На письме истории персонального опыта приобретали трагическую тональность, которая в устных рассказах отсутствовала. Как правило, публичные выступления содержали благодарность сибирякам – как благодарность за разрешенный рассказ, а также как обязательное выражение лояльности к государству и как доказательство «объективности» высказываний: раз мы честно помним про добро русского народа, значит, наши беды тоже правда. Раз вы разрешаете нам говорить о трагедии калмыцкого народа, мы не забудем рассказать и о доброте русского народа.

 

Мама всегда рассказы о своих мытарствах начинала с того момента, как русский капитан помог погрузить теплые вещи на телегу. И все родные начинали благословлять его, желать ему всяческого здоровья. И мы искренне верили, что капитан жив. А бабушка вплетала слово “капитан” в свои буддийские молитвы. Старшие говорили, что если бы не он, то мы примерзли бы к вагонному полу навсегда[438].

Помню, как увозили нас со станции в русские села... Многие встречающие приехали с тулупами, чтобы обогреть. Хотя бериевцы пускали слухи, что едут люди с кинжалами на поясе, людоеды. Вначале смотрели недоверчиво. Но потом оттаяли, и часто крестьяне жалели нас и помогали.

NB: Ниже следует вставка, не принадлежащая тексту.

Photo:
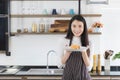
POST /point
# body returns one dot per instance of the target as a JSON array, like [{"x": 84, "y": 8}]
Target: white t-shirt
[{"x": 65, "y": 42}]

Сердце у русского народа большое и доброе[439].

Эти два рассказа принадлежат женщинам и могут быть объяснены «женской эмоциональностью», а вот выдержка из мужских воспоминаний, где повествование незаметно переходит в традиционный калмыцкий жанр благопожеланий:

 

С нами остались два солдата, один из них пожилой, был такой добродушный, видно из крестьян. Он всем видом старался показать, что в душе он полностью сочувствует нам, видит, как несправедливо поступает с нами власть, но он солдат и выполняет приказ начальства. Как только офицер ушел, он сказал маме и дяде, чтобы мы брали с собой вещи потеплее, что нас повезут в холодные края, в Сибирь, и чтобы побольше запаслись продуктами, так как дорога предстоит дальняя, а потом спросил: “Есть ли у вас что-нибудь из живности? ” Мама ответила, что есть бычок, тогда он посоветовал, что его надо зарезать. Жаль, что мы в этой суматохе не спросили у доброго солдата ни имени, ни фамилии, ни откуда он родом. Спешно солдат вместе с дядей зарезали бычка, мама быстро растопила печь и начала варить мясо на дорогу. Пока мясо варилось в котле, солдат помог маме упаковать все вещи в чемодан и узлы. Благодаря этому красноармейцу мы смогли забрать с собой почти всю одежду и запастись продуктами на дальнюю дорогу. Спасибо тебе, русский солдат, за твое благородное, человеческое сострадание к несчастной калмыцкой семье фронтовика, может быть, благодаря тебе мы живыми добрались до Сибири и выжили в сибирской ссылке. Мы тебя никогда не забудем и будем благодарить Бога за твое здоровье, если ты жив, а если нет, пусть будут счастливы твои дети и внуки[440].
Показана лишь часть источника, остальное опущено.